# Tein suspension



## JayL1967 (Apr 30, 2002)

Who knows how low I can go with the basic dampers? and still get an acceptable ride quality
Thanks in advance


----------



## laymil (Apr 30, 2004)

I think you'll find that the sentra doesn't exactly have an abundance of suspension travel - this limits the amount of lowering you'll be able to do while "maintaining ride quality". With the Tein Basic setup, I believe you'll be able to go about 1.5" lower than stock ride height and maintain the stock suspension travel. Ride quality will change, as you're dealing with stiffer springs and dampers.

The reason you'll be able to lower it that much is due to the shortened strut body of the Teins. You may want to look into custom strut mounts, I don't know if Motivational Engineering is still manufacturing theirs - that could get you a bit lower.

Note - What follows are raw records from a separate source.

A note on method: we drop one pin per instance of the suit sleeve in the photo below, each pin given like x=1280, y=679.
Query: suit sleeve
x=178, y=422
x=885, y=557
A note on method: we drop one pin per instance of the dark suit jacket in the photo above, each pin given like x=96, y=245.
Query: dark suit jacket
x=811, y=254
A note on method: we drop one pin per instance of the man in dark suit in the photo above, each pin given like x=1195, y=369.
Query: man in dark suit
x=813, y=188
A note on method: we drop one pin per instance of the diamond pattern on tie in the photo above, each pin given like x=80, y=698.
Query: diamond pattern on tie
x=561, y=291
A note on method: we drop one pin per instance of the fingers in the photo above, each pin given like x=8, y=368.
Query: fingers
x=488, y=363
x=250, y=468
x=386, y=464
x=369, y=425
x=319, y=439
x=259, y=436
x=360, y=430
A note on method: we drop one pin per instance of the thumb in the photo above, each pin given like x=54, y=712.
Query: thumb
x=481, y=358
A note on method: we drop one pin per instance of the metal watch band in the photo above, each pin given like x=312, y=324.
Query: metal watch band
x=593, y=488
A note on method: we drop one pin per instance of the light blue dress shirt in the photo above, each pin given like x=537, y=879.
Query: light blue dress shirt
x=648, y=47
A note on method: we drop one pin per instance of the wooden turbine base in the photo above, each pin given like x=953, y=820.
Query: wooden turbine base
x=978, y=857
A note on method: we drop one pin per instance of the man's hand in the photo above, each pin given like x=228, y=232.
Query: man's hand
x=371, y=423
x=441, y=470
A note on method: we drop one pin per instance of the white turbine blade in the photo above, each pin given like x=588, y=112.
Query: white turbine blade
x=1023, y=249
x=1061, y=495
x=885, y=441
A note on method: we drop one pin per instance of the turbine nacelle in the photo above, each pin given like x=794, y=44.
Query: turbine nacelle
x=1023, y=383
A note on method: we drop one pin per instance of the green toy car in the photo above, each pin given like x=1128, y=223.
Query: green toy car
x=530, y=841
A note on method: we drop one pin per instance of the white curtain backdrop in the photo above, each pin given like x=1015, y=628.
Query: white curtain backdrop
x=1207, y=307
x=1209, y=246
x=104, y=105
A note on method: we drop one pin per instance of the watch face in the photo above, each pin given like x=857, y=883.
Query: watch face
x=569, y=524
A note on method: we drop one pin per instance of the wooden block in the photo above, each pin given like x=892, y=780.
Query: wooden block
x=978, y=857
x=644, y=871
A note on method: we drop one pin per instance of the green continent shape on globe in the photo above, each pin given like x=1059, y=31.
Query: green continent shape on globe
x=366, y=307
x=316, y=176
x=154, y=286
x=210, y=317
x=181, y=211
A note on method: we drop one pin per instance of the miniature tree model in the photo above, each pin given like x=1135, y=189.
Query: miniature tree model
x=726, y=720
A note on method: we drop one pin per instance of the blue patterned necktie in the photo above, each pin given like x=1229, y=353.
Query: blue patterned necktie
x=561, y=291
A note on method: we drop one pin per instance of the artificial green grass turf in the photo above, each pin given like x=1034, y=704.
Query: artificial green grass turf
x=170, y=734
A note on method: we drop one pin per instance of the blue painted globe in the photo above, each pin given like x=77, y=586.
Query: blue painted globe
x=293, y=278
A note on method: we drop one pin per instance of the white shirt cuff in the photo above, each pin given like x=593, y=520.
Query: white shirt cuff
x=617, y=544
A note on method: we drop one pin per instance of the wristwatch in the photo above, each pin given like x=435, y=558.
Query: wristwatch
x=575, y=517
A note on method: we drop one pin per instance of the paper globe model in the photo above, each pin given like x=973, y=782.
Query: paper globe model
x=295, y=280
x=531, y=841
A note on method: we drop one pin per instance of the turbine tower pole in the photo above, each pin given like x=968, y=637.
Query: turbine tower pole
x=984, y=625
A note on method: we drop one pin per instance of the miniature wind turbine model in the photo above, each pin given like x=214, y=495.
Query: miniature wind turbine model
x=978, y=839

If all you're interested in is that "slammed" look, you probably should have bought a different car. Best of luck.


----------



## JayL1967 (Apr 30, 2002)

Thanks....


----------



## 7875 (Apr 3, 2003)

IIRC, my basics are set at around 1.8" lower than the stock ride height. I've tried several different settings and found this to be the best. You may also want to look into a set of camber bolts. Make sure we see some pics when they're installed.


----------



## wickedsr20 (Aug 8, 2002)

You can take it down anywhere from about 1.5 - 2 inches and still be able to keep the ride quality acceptable with the basics. Having been in a Sentra with the basics set for a 2" drop, it rode very well.


----------



## JayL1967 (Apr 30, 2002)

Here my drop


----------



## 7875 (Apr 3, 2003)

^That rims looks nice and snug in there....perfect! :thumbup:



How do you like the ride quality?


----------



## JayL1967 (Apr 30, 2002)

irontom said:


> ^That rims looks nice and snug in there....perfect! :thumbup:
> 
> 
> 
> How do you like the ride quality?


Is OK ....no complaint


----------



## jeffinbham (Nov 1, 2003)

i've got my wheels tucked front and back, guessing about 2.25 all around, and it rides pretty rough, probably as rough as my previous setup (gr2 with sprints). only difference is the fact that the basics don't bounce as much. i am raising the height tomorrow.. if that tells you anything.


----------